Ele olhava-a fixamente, usando as suas habilidades para captar o que ia pela mente dela. Estranhava o facto de ela parecer não reconhecer que ele também tinha o poder de um dragão.
- ... por favor, senhor! – suplicava ela.

Percebendo a imagem do seu receio, libertou a sua mão, que ela escondeu de imediato. Rafael colocou o dedo sobre os lábios, pedindo silêncio e virou um pouco a face, passando o dedo pelo rebordo do capuz. O gesto foi subtil, mas suficiente para permitir antever a sua face tatuada.

Ele também tinha uma marca, pensou ela. O seu queixo descaiu com a surpresa e a curiosidade suplantou o receio de ser acusada de bruxaria. Ela levantou a mão com a intenção de afastar um pouco o capuz do estranho e ver melhor aquela marca. Ele percebeu e segurou-a a meio caminho. Tirou uma moeda da bolsa que tinha à cintura, colocando-a na mão da rapariga. E ao mesmo tempo que a libertava, pegava numa maçã para levar, afastando-se então.

- Senhor...!

Ele não parou e ela não quis chamar a atenção sobre si ou sobre ele, já que ambos pareciam carregar aquilo que muitas vezes considerava como uma maldição. Ela pensou que a sua marca podia ser escondida com a roupa, mas a dele... Para ele devia ser mesmo uma maldição carregá-la! O latejar da pele debaixo do seu dragão afastou-a daqueles pensamentos, levando-a a ajeitar o punho de pele e a olhar em volta.

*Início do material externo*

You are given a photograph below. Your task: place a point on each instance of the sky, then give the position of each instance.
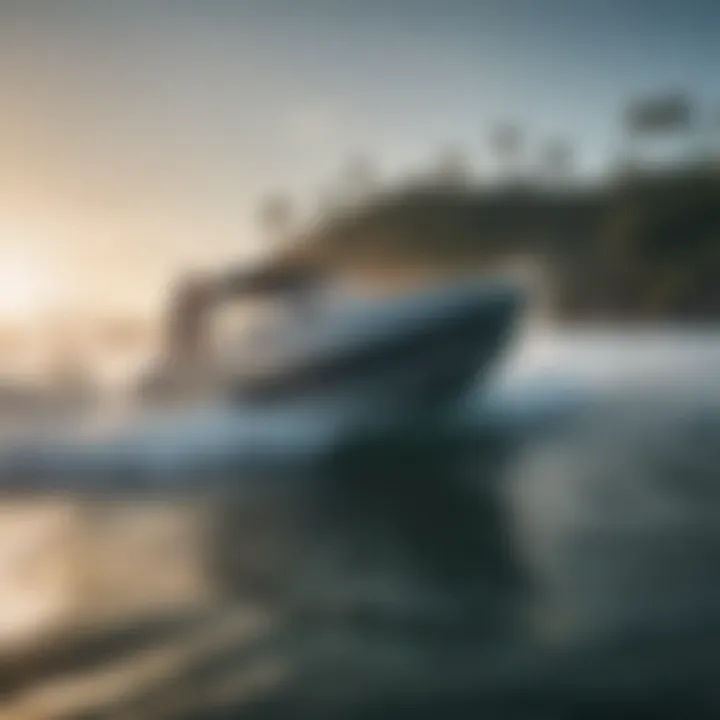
(137, 137)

A morte dos seus pais, da qual pouco sabia devido à sua tenra idade, levara-a a um início de vida numa casa que a acolhera junto a outros órfãos. Na sua adolescência, voltou a perder a figura materna, acometida por uma doença que lhe fora mortal. Lutando com as dificuldades normais daqueles tempos instáveis, vendia fruta na praça da vila para ajudar a levar comida para casa, onde vivia com o seu pai de acolhimento e mais dois irmãos de criação, um rapaz e uma rapariga; ele mais velho e ela mais nova do que Diana. Da sua marca também nada sabia, apenas que era algo de família.